If it took autumn’s amber and crimson leaves to make you think about flying home for the holidays, you’ve nearly waited too long.
According to travel experts, peak travel dates for Thanksgiving are either sold out or are already very high. Christmas travel is more reasonable, but not for much longer. Alas, you don’t have to settle for a box of Captain Crunch cereal instead of mom’s turkey and dressing. While the average domestic flight out of Atlanta in the first quarter of 2010 was $355.65, according to the Bureau of Transportation Statistics, there are still ways to save on holiday travel.
Three travel gurus — Anne Banas executive editor of SmarterTravel.com; Terry Brennan, president of Williamsburg Travel Management, based in Atlanta; and Bob Diener, co-founder of getaroom.com, offer these tips:
Enjoy alternative travel: “Cruise lines, resorts and hotels have plenty of space at great prices,” said Brennan. “Usually the Caribbean bookings sellout a year in advance; not last year and not this year. There’s plenty of space at great rates.”
Have flexible dates: Book travel on the actual holiday and return on a Tuesday instead of Sunday to save as much as $200. “If you’re having trouble finding a decent fare, pull out all stops and look into alternative airports at both your departure and arrival cities,” Banas said. For Christmas and New Year’s, airlines “are likely to launch sales in the next several weeks,” she said. But start looking now so you’ll know a good rate when you see it. Then grab it.
Ship packages: Since airlines typically charge for extra bags, it may make sense to mail packages rather than pay additional fees to carry them. Also, according to FareCompare.com, peak travel day surcharges (Nov. 28-29) are $30 for major airlines.

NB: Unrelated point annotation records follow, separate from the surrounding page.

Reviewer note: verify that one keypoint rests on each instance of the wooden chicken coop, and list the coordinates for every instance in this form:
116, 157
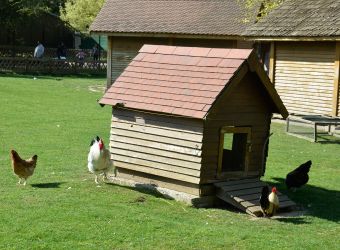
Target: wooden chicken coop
189, 119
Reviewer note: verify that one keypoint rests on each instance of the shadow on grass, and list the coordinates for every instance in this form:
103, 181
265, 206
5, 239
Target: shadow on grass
52, 76
148, 189
293, 220
317, 201
48, 185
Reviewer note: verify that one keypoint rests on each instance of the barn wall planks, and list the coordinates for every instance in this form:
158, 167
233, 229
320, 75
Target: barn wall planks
159, 145
304, 76
247, 105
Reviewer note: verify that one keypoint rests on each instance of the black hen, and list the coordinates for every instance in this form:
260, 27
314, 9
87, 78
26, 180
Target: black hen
264, 201
299, 176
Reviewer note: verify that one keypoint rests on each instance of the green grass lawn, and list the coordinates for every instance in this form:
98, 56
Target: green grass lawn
61, 207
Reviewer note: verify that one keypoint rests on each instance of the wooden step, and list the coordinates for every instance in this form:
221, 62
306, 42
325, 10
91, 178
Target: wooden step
245, 193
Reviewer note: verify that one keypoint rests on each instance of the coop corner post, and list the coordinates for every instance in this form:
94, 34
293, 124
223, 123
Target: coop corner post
335, 102
272, 62
109, 63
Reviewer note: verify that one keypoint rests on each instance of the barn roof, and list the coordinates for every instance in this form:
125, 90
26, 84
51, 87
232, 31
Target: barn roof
303, 19
190, 17
182, 81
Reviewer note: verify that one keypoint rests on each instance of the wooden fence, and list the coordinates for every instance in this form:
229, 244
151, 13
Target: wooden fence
27, 52
51, 66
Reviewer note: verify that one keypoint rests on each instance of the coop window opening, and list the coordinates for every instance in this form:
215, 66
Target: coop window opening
234, 150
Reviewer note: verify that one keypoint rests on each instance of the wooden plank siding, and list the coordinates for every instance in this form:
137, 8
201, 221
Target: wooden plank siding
246, 105
157, 144
304, 76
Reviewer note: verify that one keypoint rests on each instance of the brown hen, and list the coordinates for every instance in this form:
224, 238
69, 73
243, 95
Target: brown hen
23, 168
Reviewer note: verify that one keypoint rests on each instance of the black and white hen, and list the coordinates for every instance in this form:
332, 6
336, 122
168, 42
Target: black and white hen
299, 176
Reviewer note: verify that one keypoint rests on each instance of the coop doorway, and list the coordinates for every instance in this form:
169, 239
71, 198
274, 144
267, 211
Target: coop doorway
235, 147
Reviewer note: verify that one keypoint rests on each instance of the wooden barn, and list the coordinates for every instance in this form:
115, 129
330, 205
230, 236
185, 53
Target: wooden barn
131, 24
186, 118
302, 42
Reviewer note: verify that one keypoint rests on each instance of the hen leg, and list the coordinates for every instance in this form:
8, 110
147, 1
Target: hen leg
96, 180
104, 177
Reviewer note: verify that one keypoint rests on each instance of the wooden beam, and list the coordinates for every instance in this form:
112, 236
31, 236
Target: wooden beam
335, 102
272, 62
109, 63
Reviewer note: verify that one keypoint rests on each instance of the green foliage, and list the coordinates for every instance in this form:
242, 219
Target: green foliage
13, 12
81, 13
61, 207
258, 8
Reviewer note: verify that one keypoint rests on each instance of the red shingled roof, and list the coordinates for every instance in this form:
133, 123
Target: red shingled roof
176, 80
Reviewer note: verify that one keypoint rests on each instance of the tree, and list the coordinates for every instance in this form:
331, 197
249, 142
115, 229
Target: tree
15, 12
80, 13
259, 8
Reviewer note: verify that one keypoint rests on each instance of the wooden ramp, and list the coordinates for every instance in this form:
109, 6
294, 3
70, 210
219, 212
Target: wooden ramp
244, 194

Get on the phone: Inevitably, weather and other factors impact flights. Rather than standing in line, call the airline and make any necessary arrangements. “They’re all using the same computer system,” Diener said. “You’ll get the last seat on another flight, instead of missing out because you’re standing in line.”
Bargain: Hotels often have rooms 25 percent cheaper than advertised. Ask about their unpublished rates, and for a free upgraded room when you arrive. The same goes for upgrades on rental cars.
Time matters: Overnight flights and departures at 6 a.m., after lunch or after dinner are generally cheapest. To book the lowest fares, look on Tuesdays and Wednesdays.
Question: Are you planning any holiday travel this year? Have you already made travel arrangements?